The present invention relates to the field of photonics and in particular to arrangements for controlling, routing or switching optical signals by wavelength selection.
An optical circulator as illustrated by way of example in FIG. 1 is a known photonic device for the unidirectional transmission of an optical signal or beam from one port to the next sequential port (i.e. from port 1 to port 2, 2 to 3, 3 to 4, etc), without allowing transmission in the reverse directions (i.e. 2 to 1, 3 to 2, 4 to 3, etc). Thus light input at port 1 is output at port 2, light input at port 2 is output at port 3, etc. Here the term "light" is used to include both visible and non-visible radiation e.g. optical signals suitable for the purposes of photonics. To operate on several beams, as is necessary when handling signals from multiple optical fibres, several optical circulators are conventionally required.
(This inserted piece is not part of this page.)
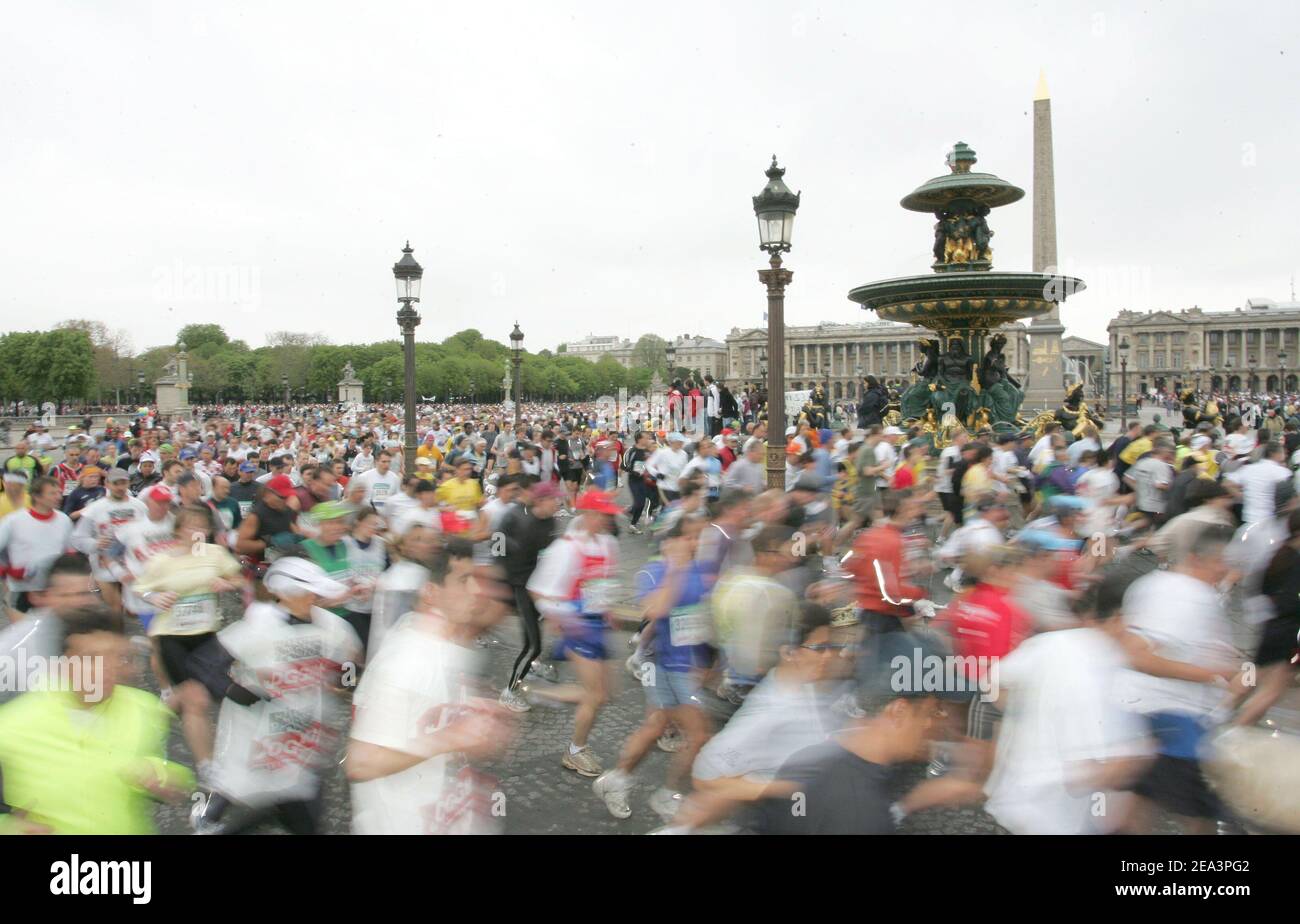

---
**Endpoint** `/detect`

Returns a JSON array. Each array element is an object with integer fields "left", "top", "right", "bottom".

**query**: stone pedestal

To perform an all-optical add-drop function that separates channels carried on different wavelengths in an optical signal (i.e. wavelength division multiplexing (WDM) wavelength channels), would also require a multiplicity of optical circulators.
With the spread of WDM wherein a plurality of wavelength channels is carried by a single optical fibre, the need for a compact and cheap means for independently operating on large numbers of wavelength channels is becoming more acute.
A requirement in wavelength multiplexed multi-channel optical networks is to have fully flexible optical add-drop and cross connect functionality at nodes of the network. This means that any wavelength channel carrying data to that node can be dropped into any one of a number of receivers at that node and that any of the node's transmitters may reuse that wavelength to send data on from that node.
To achieve these functions requires switching and demultiplexing of the WDM wavelength channels. Tuneable reflective optical gratings can be used with optical circulators to sort a signal comprising WDM wavelength channels into two sets of wavelength channels. To carry out the add-drop function with 8, 16, 32 or more channels requires the sorting function to be repeated many times which requires the use of large numbers of filters and optical circulators.